Friday, March 28, 2014

Ethical Treatment

Only a matter of time.  Given the new technology, the motivation, and the ease with which people will be themselves if given the opportunity, PETA was going to get what it wanted--in a big way.
With the New York Times article by Joe Drape last week, one of the top thoroughbred trainers in the country now finds his nomination to the Hall of Fame "tabled."  Looks like it's going to be on the table for a good while now.
Apparently an undercover investigative reporter with PETA backing has got trainer Steve Assmussen, and his assistant, by the balls.  It's all on tape, captured by a hidden camera.  Reputed accusations of unlawful medications and running injured horses seem to have been norm for the Texas born and bred trainer.  As shocking as that is, what's worse is the way assistant trainer Scott Blasi talks about it all.  His use of expletives in such an uncaring and careless way is telling.  You wouldn't want this man around horses, ever.
And while Assmussen is not quite the Bernie Madoff of horse racing, he does seem, now, to represent the worst of the sport.

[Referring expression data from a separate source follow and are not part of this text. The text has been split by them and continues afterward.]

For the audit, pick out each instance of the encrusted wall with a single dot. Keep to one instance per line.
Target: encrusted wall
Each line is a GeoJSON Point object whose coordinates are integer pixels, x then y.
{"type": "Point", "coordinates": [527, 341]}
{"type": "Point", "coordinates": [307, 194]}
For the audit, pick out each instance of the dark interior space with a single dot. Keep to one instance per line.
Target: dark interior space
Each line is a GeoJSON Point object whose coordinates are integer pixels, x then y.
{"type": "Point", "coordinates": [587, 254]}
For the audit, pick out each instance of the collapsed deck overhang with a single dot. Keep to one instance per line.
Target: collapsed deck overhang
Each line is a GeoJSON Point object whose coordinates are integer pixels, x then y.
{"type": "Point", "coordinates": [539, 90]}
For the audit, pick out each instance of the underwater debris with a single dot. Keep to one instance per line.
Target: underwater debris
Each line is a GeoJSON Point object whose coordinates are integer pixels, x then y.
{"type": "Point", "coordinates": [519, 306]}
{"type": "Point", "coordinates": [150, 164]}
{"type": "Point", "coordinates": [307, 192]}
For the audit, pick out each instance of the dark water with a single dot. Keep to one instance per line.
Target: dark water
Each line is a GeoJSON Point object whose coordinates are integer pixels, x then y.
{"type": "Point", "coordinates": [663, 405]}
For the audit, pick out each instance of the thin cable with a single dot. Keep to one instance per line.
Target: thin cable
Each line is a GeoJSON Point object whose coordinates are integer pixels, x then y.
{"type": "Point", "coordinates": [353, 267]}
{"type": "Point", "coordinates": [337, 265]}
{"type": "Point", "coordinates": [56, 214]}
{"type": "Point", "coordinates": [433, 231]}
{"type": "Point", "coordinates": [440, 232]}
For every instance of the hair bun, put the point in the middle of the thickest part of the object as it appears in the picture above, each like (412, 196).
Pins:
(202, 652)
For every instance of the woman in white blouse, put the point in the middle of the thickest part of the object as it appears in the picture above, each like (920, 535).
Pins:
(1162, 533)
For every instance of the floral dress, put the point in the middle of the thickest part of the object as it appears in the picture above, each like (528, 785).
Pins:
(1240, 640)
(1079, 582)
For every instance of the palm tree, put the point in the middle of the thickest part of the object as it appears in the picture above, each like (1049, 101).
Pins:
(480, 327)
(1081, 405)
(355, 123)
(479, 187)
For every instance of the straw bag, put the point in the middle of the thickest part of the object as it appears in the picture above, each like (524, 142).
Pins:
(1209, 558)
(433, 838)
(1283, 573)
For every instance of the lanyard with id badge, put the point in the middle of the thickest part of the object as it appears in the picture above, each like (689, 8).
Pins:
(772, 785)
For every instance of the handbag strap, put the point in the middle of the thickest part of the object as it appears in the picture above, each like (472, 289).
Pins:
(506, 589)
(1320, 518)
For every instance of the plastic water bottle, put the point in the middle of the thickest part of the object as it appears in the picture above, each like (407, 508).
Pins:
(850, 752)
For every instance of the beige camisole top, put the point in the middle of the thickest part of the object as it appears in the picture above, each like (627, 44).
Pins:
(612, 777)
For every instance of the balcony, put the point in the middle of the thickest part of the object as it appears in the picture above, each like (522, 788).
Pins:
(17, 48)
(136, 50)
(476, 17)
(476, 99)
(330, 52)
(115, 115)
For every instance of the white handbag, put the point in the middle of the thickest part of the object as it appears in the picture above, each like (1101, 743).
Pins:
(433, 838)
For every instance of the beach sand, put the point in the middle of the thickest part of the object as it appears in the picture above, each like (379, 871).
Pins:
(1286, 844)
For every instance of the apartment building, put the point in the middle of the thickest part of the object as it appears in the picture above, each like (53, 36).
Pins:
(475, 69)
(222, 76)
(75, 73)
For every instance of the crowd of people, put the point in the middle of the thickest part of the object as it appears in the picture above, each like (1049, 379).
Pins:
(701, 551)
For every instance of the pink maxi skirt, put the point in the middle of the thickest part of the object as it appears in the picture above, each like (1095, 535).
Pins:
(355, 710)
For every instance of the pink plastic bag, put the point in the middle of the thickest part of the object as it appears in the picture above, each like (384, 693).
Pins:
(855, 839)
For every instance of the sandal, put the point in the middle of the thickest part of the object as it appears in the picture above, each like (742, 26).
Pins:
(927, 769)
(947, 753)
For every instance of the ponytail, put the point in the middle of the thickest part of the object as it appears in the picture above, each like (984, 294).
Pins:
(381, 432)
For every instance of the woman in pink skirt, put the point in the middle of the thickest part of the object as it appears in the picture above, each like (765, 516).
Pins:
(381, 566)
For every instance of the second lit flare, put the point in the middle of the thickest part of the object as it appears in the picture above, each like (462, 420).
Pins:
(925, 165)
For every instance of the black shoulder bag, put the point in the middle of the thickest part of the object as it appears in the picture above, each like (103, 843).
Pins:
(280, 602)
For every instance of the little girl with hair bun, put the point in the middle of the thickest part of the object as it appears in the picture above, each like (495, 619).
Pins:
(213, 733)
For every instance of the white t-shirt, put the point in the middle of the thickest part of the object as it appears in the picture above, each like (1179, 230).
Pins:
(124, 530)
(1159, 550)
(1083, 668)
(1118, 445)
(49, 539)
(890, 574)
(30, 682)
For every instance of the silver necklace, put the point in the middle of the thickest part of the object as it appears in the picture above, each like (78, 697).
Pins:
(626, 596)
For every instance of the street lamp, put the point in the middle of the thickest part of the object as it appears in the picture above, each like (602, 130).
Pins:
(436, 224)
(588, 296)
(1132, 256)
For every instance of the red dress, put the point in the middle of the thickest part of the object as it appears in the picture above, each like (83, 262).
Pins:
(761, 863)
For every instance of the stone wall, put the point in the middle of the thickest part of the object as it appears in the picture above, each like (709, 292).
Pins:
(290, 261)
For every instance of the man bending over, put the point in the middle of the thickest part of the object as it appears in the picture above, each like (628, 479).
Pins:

I'm sure, in his defense, he'll claim that he is not doing what many others are doing.  He might be right, but that doesn't justify his or those under his employ from their actions.  It doesn't shed any light on the fact that there are thousands of hard working people in the sport that play by the rules and always will.
But Assmussen, who is accused of heartless methods like giving performance enhancements to his charges through thyroid medication or legal drugs like lasix, is definitely in deep horseshit.  The video and it's sound track are damning, if not reprehensible.

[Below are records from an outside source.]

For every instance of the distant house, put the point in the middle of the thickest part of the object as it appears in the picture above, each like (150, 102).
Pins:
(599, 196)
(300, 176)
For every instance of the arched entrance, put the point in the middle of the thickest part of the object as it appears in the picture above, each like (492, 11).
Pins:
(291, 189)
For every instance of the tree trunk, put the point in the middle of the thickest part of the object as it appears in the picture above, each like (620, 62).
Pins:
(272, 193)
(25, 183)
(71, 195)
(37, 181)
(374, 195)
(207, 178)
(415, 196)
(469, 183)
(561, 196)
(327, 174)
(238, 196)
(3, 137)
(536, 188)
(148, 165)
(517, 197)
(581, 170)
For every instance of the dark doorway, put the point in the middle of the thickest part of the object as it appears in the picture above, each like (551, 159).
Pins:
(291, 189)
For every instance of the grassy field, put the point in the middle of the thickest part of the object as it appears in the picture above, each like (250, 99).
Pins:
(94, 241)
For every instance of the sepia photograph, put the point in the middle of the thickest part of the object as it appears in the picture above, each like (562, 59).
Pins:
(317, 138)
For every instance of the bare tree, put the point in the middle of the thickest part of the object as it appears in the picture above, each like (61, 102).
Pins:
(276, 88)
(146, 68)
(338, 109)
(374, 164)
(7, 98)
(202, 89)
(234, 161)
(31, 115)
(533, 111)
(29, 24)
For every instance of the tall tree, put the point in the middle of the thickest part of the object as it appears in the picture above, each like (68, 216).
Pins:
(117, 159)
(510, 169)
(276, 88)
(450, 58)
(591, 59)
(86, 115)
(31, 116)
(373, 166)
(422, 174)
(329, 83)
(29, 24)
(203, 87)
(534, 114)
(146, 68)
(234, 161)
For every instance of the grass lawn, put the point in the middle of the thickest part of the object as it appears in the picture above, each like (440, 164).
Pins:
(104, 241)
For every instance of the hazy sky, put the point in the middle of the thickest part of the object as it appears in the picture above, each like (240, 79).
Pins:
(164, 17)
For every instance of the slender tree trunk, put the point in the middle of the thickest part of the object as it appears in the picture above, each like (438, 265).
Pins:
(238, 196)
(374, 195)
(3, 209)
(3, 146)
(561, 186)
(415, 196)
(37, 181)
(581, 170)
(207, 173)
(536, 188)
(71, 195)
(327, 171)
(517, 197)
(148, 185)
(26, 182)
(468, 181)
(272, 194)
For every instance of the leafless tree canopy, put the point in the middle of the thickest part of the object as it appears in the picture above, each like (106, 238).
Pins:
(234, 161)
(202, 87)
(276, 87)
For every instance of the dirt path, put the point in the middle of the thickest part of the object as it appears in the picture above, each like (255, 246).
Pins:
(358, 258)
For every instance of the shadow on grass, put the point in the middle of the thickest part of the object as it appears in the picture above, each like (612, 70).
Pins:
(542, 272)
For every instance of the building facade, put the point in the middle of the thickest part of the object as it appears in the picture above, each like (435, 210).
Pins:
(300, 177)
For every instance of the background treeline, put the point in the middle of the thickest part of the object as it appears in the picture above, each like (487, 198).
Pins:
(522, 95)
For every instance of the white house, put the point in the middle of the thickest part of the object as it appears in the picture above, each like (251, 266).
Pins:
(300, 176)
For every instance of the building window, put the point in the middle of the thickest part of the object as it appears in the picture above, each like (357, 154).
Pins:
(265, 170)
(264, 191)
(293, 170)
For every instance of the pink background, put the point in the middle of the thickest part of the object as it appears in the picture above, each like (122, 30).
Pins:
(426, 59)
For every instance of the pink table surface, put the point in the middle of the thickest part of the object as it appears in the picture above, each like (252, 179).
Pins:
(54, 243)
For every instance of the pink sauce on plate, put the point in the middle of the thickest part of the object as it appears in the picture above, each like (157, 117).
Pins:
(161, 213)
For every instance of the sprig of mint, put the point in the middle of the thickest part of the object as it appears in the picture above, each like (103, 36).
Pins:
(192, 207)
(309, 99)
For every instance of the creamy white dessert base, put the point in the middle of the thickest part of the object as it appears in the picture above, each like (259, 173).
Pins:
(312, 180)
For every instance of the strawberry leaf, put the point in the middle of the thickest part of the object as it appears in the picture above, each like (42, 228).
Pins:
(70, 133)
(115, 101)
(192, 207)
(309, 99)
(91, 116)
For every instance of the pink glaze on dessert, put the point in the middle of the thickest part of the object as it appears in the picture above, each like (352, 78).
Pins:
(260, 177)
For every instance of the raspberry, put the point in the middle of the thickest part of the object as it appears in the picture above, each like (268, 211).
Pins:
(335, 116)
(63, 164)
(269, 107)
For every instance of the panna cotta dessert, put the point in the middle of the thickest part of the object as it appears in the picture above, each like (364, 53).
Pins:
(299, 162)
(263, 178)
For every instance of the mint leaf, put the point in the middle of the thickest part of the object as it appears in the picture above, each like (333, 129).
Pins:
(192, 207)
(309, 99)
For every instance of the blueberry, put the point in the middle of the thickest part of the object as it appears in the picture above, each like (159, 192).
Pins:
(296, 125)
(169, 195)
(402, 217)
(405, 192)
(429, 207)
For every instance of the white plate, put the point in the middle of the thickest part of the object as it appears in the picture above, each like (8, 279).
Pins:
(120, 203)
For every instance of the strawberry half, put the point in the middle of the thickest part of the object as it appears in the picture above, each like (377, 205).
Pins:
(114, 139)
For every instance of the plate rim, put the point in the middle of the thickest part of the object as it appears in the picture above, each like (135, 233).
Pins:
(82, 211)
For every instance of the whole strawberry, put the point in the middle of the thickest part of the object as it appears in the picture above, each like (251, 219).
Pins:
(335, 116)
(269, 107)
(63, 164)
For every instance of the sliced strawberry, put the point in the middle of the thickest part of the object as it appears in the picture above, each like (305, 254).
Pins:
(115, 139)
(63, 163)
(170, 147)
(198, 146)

Let the chips fall.  To those who don't spoil deserve the victory.

Postscript:  There is also an interesting exchange on this undercover tape featuring the voices of Hall of Fame trainer D. Wayne Lucas and Hall of Fame jockey Gary Stevens.  Stevens, often known for his starring role in the wonderful film Seabiscuit, talks with Lucas about the frequency of "buzzers" used by some in the sport.  These are battery operated devices jockeys use to stimulate horses with a small shock.   They don't injure, but they are illegal and unethical.  This is equally disturbing, though known. Again, it diminishes all the hard working honest people in the sport who must grapple with the fallout. Hopefully the sport will get off it's collective ass and regulate, suspend or expel law breakers, and possibly shoot for federal regulation that clearly and effectively deals with medication and ethical behavior.